Y en esa intimidad monumental, en ese imposible cruce entre lo íntimo y lo épico, se concibe un cine de aliento único. Cruce de caminos bucea en el pasado con la intención de entender el presente e intenta darse de bruces, continuamente, con esa profunda transformación que sólo pueden generar los inabarcables espacios temporales que proponen sus historias.
Cianfrance se enfrenta aquí con tres relatos diferentes que convergen en uno solo. Primero posa la mirada sobre un motorista que deambula por el país y que, al enterarse de la existencia de su hijo, decide que su único destino posible pasa por enriquecerse a través del robo y recuperar así a su familia. En un momento dado del relato, la cámara se aleja de allí y decide centrarse, de manera aparentemente azarosa, en un policía que persigue al motorista. Y cuando el paso del tiempo torna absurdas ambas historias, el relato aún continúa con los hijos de ambos, ya adolescentes. La película encuentra por fin lo que quería contar, dos horas más tarde.
La idea del guión es sublime, sólo que la representación de esos tres cuentos morales dista mucho de encontrarse al mismo nivel. La historia del policía, que destapa un caso de corrupción en el seno del cuerpo, no sólo tiene mucho que ver con lo que ya han hecho antes los directores de la generación de Cianfrance, sino que la representación de aquel escenario tiene más que ver con el drama televisivo que con esa épica buscada. Soluciones del todo fáciles y estereotipos propios del peor cine negro para un guión que, sin embargo, en su estructura busca la excelencia absoluta.

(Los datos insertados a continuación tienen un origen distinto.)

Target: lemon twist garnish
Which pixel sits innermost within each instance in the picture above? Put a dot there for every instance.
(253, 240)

Lo mismo podría decirse de esa tercera parte en la que los jóvenes toman el relevo, quizás la más importante sobre el papel pero filmada con igual desidia y resuelta con discutible inspiración. El asombro viene más por el golpe de efecto que persigue el guión –y que vertebra todo el proyecto- que de la propia manera de afrontar ese fragmento de la trama.
Esa sensación de inoperancia narrativa viene fortalecida por la comparación con la contundente apariencia del primer tramo de la película, la protagonizada por un motorista sin esperanzas interpretado por un eléctrico Ryan Gosling. Instantes con auténtica identidad propia. La simple historia de un hombre sin futuro que encuentra en su hijo la oportunidad de salvarse a sí mismo puede ser mucho más emocionante que todo el dispositivo montado posteriormente, cuando aquel personaje ya ha desaparecido de la película. Pero así es el cine de Derek Cianfrance, repleto de excesos, de aristas y de argumentos imposibles para encontrar la importancia de conocer quiénes somos. El autor sigue concibiendo grandes ideas en su escritura que no sabe abarcar como realizador. Quizá este impulso creativo, que luego se autodestruye a sí mismo, sea también la única forma de encontrar, por el camino, los pequeños destellos que dan forma al mejor cine contemporáneo.